“LE PUÉ DESÍ AL MUNDO QUEL MEJOÓ, QUEL PAPA SUMO DE TÓOS LOS PONTIFISIES DE LA TOROMAQUIA ES PABLO”.

A pesar del complejo y desmadejado léxico del español con quien me había enfrascado en torturante diálogo le pude entender. Así, sorprendido con la vertiginosa espectacularidad sonora de su verborrea, no pude negar la simpatía de sus argumentos. Ningún trabajo le costó convencerme que Pablo Hermoso de Mendoza es la perfección y excelencia del toreo a caballo.
Me llamó la atención que el turista hispano dijera que la afición mexicana es joven, razón por la cual, según él, no asocia la importancia del toreo a caballo con la historia misma de la tauromaquia. Jactancioso, más no petulante, alardeó de las innumerables vueltas que le ha dado al calendario. “La edad me ha permitido ver tanto allí, y tanto allá, que los nexos con la veteranía me han pulido y perfeccionado la cualidad de ver, y con lo que he visto te puedo decir que Pablo es un fenómeno del toreo a caballo”.
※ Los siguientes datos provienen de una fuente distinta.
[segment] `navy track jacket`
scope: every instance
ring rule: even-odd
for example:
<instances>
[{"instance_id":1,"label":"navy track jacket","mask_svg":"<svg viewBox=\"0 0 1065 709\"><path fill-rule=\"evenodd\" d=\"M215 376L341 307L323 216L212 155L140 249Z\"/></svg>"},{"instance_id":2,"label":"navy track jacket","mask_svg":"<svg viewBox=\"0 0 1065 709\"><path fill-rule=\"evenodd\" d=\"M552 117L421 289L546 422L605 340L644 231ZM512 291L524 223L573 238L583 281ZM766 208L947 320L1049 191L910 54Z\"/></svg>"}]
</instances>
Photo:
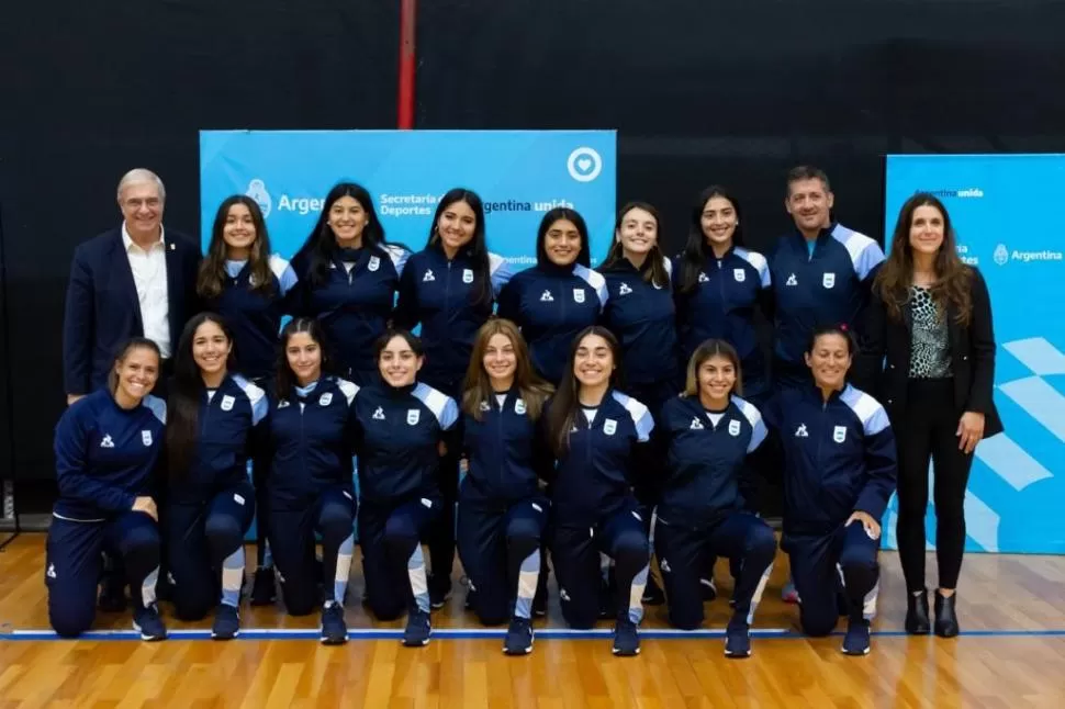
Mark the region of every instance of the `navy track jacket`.
<instances>
[{"instance_id":1,"label":"navy track jacket","mask_svg":"<svg viewBox=\"0 0 1065 709\"><path fill-rule=\"evenodd\" d=\"M490 254L489 271L494 297L511 280L511 269ZM477 302L481 293L478 280L464 250L448 260L439 244L418 251L403 267L395 323L408 330L422 324L425 365L418 376L436 389L461 386L473 339L492 314L493 301Z\"/></svg>"},{"instance_id":2,"label":"navy track jacket","mask_svg":"<svg viewBox=\"0 0 1065 709\"><path fill-rule=\"evenodd\" d=\"M670 261L664 263L669 272ZM673 293L669 284L643 280L650 266L648 260L637 269L623 258L599 271L609 294L602 323L621 345L625 381L637 386L672 382L679 373Z\"/></svg>"},{"instance_id":3,"label":"navy track jacket","mask_svg":"<svg viewBox=\"0 0 1065 709\"><path fill-rule=\"evenodd\" d=\"M152 495L162 449L167 405L145 396L126 410L100 389L63 413L55 432L61 519L100 521Z\"/></svg>"},{"instance_id":4,"label":"navy track jacket","mask_svg":"<svg viewBox=\"0 0 1065 709\"><path fill-rule=\"evenodd\" d=\"M660 520L703 529L744 506L748 455L766 435L753 404L732 396L715 426L698 396L676 396L662 406L655 434L669 451Z\"/></svg>"},{"instance_id":5,"label":"navy track jacket","mask_svg":"<svg viewBox=\"0 0 1065 709\"><path fill-rule=\"evenodd\" d=\"M729 249L721 258L710 255L703 262L699 280L690 293L681 293L684 261L673 261L673 291L676 301L677 339L681 367L708 339L722 339L736 348L744 380L764 376L765 363L759 348L754 312L773 312L772 279L769 261L758 251L742 247ZM746 382L744 382L746 383Z\"/></svg>"},{"instance_id":6,"label":"navy track jacket","mask_svg":"<svg viewBox=\"0 0 1065 709\"><path fill-rule=\"evenodd\" d=\"M551 505L557 524L591 526L628 505L635 510L636 449L653 429L647 406L613 389L596 407L591 425L579 409L569 448L553 472Z\"/></svg>"},{"instance_id":7,"label":"navy track jacket","mask_svg":"<svg viewBox=\"0 0 1065 709\"><path fill-rule=\"evenodd\" d=\"M438 447L459 418L455 399L421 382L395 389L378 380L359 389L355 407L362 499L439 498Z\"/></svg>"},{"instance_id":8,"label":"navy track jacket","mask_svg":"<svg viewBox=\"0 0 1065 709\"><path fill-rule=\"evenodd\" d=\"M268 406L266 393L238 374L227 374L213 393L204 392L191 464L183 475L171 475L170 500L202 504L246 481Z\"/></svg>"},{"instance_id":9,"label":"navy track jacket","mask_svg":"<svg viewBox=\"0 0 1065 709\"><path fill-rule=\"evenodd\" d=\"M205 301L206 310L224 317L233 330L240 373L256 380L273 371L281 317L292 311L289 295L296 285L295 271L288 261L274 254L269 262L273 281L269 294L251 290L251 269L247 261L226 261L222 292Z\"/></svg>"},{"instance_id":10,"label":"navy track jacket","mask_svg":"<svg viewBox=\"0 0 1065 709\"><path fill-rule=\"evenodd\" d=\"M500 293L498 315L522 328L532 367L557 385L574 336L598 322L606 300L601 274L579 263L551 263L515 273Z\"/></svg>"},{"instance_id":11,"label":"navy track jacket","mask_svg":"<svg viewBox=\"0 0 1065 709\"><path fill-rule=\"evenodd\" d=\"M338 249L329 262L328 280L320 286L313 286L309 280L310 260L302 254L292 259L300 279L299 314L322 320L345 371L377 369L373 342L392 318L408 257L406 249L391 244Z\"/></svg>"},{"instance_id":12,"label":"navy track jacket","mask_svg":"<svg viewBox=\"0 0 1065 709\"><path fill-rule=\"evenodd\" d=\"M265 421L269 450L267 492L273 509L299 510L325 489L355 495L355 396L351 382L325 376L298 386L288 398L270 402Z\"/></svg>"},{"instance_id":13,"label":"navy track jacket","mask_svg":"<svg viewBox=\"0 0 1065 709\"><path fill-rule=\"evenodd\" d=\"M785 533L828 533L854 511L884 516L895 435L875 398L848 384L826 402L811 384L774 394L763 414L784 449Z\"/></svg>"},{"instance_id":14,"label":"navy track jacket","mask_svg":"<svg viewBox=\"0 0 1065 709\"><path fill-rule=\"evenodd\" d=\"M505 396L502 406L494 394L481 402L481 420L462 415L467 494L504 505L535 495L538 480L549 476L551 465L540 439L542 412L534 423L517 387Z\"/></svg>"},{"instance_id":15,"label":"navy track jacket","mask_svg":"<svg viewBox=\"0 0 1065 709\"><path fill-rule=\"evenodd\" d=\"M876 241L842 224L821 230L812 255L798 232L781 237L770 255L776 356L801 365L810 333L819 325L847 324L861 334L873 279L883 262Z\"/></svg>"}]
</instances>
Don Justo, que así se llama el gracioso madrileño, se ufana de ser morador de una carrocería quejumbrosa y oxidada que vive gracias a la fortaleza de un corazón brioso y puntual. “Soy ruco, pero me siento joven, por eso te digo que la afición mexicana es tan joven que en su nebulosa confusión no sabe distinguir todavía un toro de un novillo”. “Que uté me cae bien, me dijo, porque me deja desí reparos sin repulsa…” Y lo dejé hablar. Y habla que habla volvió a las andadas.
Para facilitarle al lector prefiero escribir con la traducción ya formalizada. “En México, lo dijo sin afanes de ofensa, lidian toros jóvenes, y eso le quita la recia raigambre a un espectáculo maduro, y ese es otro vicio de la afición joven, tan joven que no se dan cuenta del garrafal error de tener al espectáculo del toreo como una ruina de diversión amontonada”.
Y siguió habla que habla. Mejor le cuento otras de sus ideas revolucionadas que me sorprendieron por su aliento de renovación. “El mexicano es comodino. No entiendo cómo es que suponen que el mejor asiento para ver el espectáculo está en su casa, atento a la televisión. Al toreo hay que verlo en su dimensión real, al calor de las llamas del sol, a la intemperie, oliendo a toro, y al miedo del torero. La pasión no tiene coladeras amigo”.
Y siguió habla que habla. “En México están adormilados, dicho sea con todo respeto, pero es que no puede ser que a los toreros veteranos nadie los orille al vacío del retiro. No entiendo cómo es que en México la juventud no es la socia mayoritaria del banco de la renovación. En mi tierra las voces del cielo llaman a la juventud, y cada año salen toreros paladines. Ya es tiempo que en México dejen hablar a la juventud. Me parece un contrasentido que siendo la afición de México joven no sea la juventud la que imponga brío y mando”.
Aún así, de muy buena gana aceptó don Justo acompañarme a ver por la televisión la actuación del fenómeno, don Pablo Hermoso de Mendoza, y otros dos toreros en la México la tarde de hoy. Así lo dijo: un veterano con guasa (El Pana), y un chaval que ni conozco (José López). “Pero en fin, ¡vamo a ve”!.
Luego le platico más de este personaje que viene a Aguascalientes desde Madrid a vender el amarillo para las paellas. Aunque usted no lo crea.